Is it one of those collets that has to snap into the collet nut? Not familiar with Triton, but that is my first thought.


----------



## colletcrasher (Dec 2, 2013)

have you checked all the nuts screws and such for bein tight could be somethin simple, sounds like your close, check your collet could have a small crack or bent area or a tiny pc of dirt hiding inside have a good day hope you get it fixed soon this place is great ebody knows their routers


----------



## greenacres2 (Dec 23, 2011)

As I read what Mister Big has tried, I'm thinking that this is not a novice user--he's systematically eliminated the user error/small parts possibilities. (my opinion--you've gone farther in trying than I would have that's for sure)
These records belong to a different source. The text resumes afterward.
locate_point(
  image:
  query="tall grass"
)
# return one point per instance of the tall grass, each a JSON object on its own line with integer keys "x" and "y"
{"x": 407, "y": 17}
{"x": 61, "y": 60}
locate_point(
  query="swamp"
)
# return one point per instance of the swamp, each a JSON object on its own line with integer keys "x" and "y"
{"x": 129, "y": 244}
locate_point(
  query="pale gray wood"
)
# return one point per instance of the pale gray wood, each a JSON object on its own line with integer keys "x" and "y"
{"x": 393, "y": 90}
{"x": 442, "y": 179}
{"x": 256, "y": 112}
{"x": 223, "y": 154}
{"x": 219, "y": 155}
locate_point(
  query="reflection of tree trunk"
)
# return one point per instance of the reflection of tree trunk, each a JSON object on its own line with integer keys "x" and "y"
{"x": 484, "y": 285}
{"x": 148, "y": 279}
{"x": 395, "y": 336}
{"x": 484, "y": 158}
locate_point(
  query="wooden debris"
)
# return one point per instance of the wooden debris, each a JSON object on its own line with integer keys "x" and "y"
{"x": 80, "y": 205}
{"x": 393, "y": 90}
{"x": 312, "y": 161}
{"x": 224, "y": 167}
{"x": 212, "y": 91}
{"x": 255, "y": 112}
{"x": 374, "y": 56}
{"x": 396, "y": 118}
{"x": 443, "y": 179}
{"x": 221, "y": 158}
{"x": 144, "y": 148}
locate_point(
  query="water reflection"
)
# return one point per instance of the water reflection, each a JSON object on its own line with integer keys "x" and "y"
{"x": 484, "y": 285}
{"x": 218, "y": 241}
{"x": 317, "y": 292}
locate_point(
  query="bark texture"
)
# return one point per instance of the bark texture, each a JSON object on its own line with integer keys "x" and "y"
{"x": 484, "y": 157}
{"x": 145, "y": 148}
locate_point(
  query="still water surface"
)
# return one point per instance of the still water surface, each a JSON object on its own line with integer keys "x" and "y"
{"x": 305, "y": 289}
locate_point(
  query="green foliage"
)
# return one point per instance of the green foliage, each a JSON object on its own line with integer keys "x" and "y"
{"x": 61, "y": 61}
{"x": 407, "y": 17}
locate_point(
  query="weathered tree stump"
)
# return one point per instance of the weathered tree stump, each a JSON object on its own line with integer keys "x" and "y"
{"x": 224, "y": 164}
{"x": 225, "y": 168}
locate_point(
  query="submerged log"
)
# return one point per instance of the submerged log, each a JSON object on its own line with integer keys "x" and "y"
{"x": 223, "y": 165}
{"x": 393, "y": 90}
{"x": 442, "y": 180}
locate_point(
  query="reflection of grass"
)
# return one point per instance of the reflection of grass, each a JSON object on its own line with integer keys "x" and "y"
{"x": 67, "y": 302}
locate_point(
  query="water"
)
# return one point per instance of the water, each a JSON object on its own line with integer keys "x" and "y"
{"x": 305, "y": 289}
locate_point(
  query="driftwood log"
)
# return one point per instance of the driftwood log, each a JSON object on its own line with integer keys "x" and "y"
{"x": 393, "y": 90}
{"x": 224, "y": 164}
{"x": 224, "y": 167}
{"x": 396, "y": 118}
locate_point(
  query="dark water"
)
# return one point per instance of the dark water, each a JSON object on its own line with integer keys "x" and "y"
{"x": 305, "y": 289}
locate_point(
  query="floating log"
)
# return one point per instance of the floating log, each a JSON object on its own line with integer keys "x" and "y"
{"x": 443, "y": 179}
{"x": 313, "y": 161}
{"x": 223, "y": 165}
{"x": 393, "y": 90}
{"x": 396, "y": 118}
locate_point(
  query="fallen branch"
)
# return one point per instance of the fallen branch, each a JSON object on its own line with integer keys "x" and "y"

Okay, we have a brand new machine from a good manufacturer, and if Kreg is the distributor in Canada--a firm known for excellent service. Two lame machines back-to-back from Triton and/or Kreg has odds that rank up there with hitting 5 of 6 numbers in the lottery. I have that kind of luck with washing machine parts, never on the lotto.

If it is Kreg, it's time for a call to them (not the retailer in this case), with a firm but kind description of the tale of two routers. Those folks believe beyond customer service--they try (in my experience) to achieve customer satisfaction. They will feel the frustration, and I think take action. 

Again, my opinion--your mileage may vary.

earl


----------



## Cherryville Chuck (Sep 28, 2010)

You could check the shaft easily to see if it is bent. Chuck a 1/2" drill bit and check it with a small square from 4 sides. Rotate a 1/4 turn and do it again. If the shaft is bent you should be able to see it that way.


----------